I think this is a reasonable assumption in moral philosophy that I personally hold, most people I asked agreed with, and Vanessa herself also strongly prescribes to: it’s an integral assumption of infra-Bayesian Physicalism that the exact same experience happening twice is not different from it happening only once.

One can disagree and take an absolute utilitarian position, but I think mine is a common enough intuition that I would want a good decision theory to successfully accommodate utility functions that scale sublinearly with copying an event.

The monotonicity principle

Take an infra-Bayesisan agent whose utility function is sublinear in the above-described way. The agent is offered a choice: if it creates a new person and tortures him for hundred years, then a child gets an ice cream.

The infra-Bayesian agent assumes that everything that it has no information about is maximally horrible. This means that it assumes that every part of the universe it didn’t observe yet (let’s say the inside of quarks), is filled with gazillion copies of all possible suffering and negative utility events imaginable.

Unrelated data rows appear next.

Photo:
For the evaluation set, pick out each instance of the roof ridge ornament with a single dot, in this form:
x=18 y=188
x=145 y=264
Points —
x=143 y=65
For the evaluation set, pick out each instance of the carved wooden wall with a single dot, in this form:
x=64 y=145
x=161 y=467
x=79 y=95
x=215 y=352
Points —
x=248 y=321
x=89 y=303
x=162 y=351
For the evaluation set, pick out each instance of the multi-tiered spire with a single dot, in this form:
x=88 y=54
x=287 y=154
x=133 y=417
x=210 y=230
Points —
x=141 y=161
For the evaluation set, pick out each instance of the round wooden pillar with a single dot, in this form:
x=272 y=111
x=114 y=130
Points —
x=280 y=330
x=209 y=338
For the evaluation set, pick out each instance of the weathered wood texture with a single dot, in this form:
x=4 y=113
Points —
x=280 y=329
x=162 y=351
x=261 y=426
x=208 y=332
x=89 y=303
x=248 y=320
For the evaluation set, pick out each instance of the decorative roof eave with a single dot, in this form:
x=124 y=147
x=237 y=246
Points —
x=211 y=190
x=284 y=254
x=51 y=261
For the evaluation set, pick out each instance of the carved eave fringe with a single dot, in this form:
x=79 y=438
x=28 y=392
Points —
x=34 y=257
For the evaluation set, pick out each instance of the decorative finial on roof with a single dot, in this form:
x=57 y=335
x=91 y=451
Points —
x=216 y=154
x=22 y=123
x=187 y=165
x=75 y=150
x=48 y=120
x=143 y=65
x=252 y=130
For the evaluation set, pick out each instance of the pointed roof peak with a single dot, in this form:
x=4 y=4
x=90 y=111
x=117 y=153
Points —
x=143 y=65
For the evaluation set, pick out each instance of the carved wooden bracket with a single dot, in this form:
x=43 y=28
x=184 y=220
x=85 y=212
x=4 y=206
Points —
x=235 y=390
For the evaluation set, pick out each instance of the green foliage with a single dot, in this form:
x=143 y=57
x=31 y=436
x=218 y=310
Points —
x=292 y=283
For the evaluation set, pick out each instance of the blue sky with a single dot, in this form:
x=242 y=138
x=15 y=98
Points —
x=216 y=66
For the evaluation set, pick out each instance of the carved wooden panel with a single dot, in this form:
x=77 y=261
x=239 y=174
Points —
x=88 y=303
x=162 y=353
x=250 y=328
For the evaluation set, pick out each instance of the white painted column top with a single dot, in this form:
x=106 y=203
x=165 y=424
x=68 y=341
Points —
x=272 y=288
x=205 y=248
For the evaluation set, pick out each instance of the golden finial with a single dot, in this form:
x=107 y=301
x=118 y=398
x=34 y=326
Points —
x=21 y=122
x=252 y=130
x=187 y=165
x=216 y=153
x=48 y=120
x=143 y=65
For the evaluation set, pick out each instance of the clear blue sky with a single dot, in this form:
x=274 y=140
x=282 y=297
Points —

In particular, this new person it should create and torture already has gazillion tiny copies inside the quarks, tortured in the exact same way the agent plans to torture him. Then the sublinearity assumption means that the marginal badness of torturing one more instance of this person is negligible.

On the other hand, as ice creams are good, the agent assumes that the only ice creams in the universe are the ones it knows about, and there is no perfect copy of this particular child getting this particular ice cream. There are no gazillion copies of that inside the quarks, as that would be a good thing, and an infra-Bayesian agent always assumes the worst.

Therefore, the positive utility of the child getting the ice cream outweighs the negative utility of creating a person and torturing him for hundred years. This is the monotonicity principle: the agent acts as if no event had negative value.

Vanessa also acknowledges that the monotonicity principle is a serious problem, although she sometimes considers that we should bite this bullet, and that creating an AGI adhering to the monotonicity principle might not actually be horrible, as creating suffering has the opportunity cost of not creating happiness in its place, so the AGI still wouldn’t create much suffering. I strongly oppose this kind of reasoning, as I explain here.

Infinite ethics

Okay, but doesn’t every utilitarian theory break down or at least get really confusing when we consider a universe that might be infinite in one way or an other and might contain lots of (even infinite) copies of every conceivable event? Shouldn’t a big universe make us ditch the sublinearity assumption anyway and go back to absolute utilitarianism, as it might not lead to that many paradoxes?

I’m still confused about all of this, and the only thing I’m confident in is that I don’t want to build a sovereign AGI that tries to maximize some kind of utility, using all kinds of philosophical assumptions. This is one of my disagreements with Vanessa’s alignment agenda, see here.

I also believe that infra-Bayesianism handles these questions even less gracefully than other decision processes would, because of the in-built asymmetry. Normally, I would assume that there might be many tortures and ice creams in our big universe, but I see no reason why there would be more copies of the torture than the ice cream, so I still choose avoiding the torture. On the other hand, an infra-Bayesian agent assumes that the quarks are full of torture but not ice cream, which leads to the monotonicity principle.

This whole problem can be patched by getting rid of the sublinearity assumption and subscribing to full absolute utilitarianism (although in that case Infra-Bayesian Physicalism needs to be reworked as it heavily relies on a strong version of the sublinearity assumption), but I think that even then the existence of this problem points at a serious weakness of infra-Bayesianism.

  1. ^

    Well, it behaves in ways to maximize its utility in the worst-case scenario allowed by the laws. But “acting as if it assumes the worst” is functionally equivalent to assuming the worst, so I describe it this way.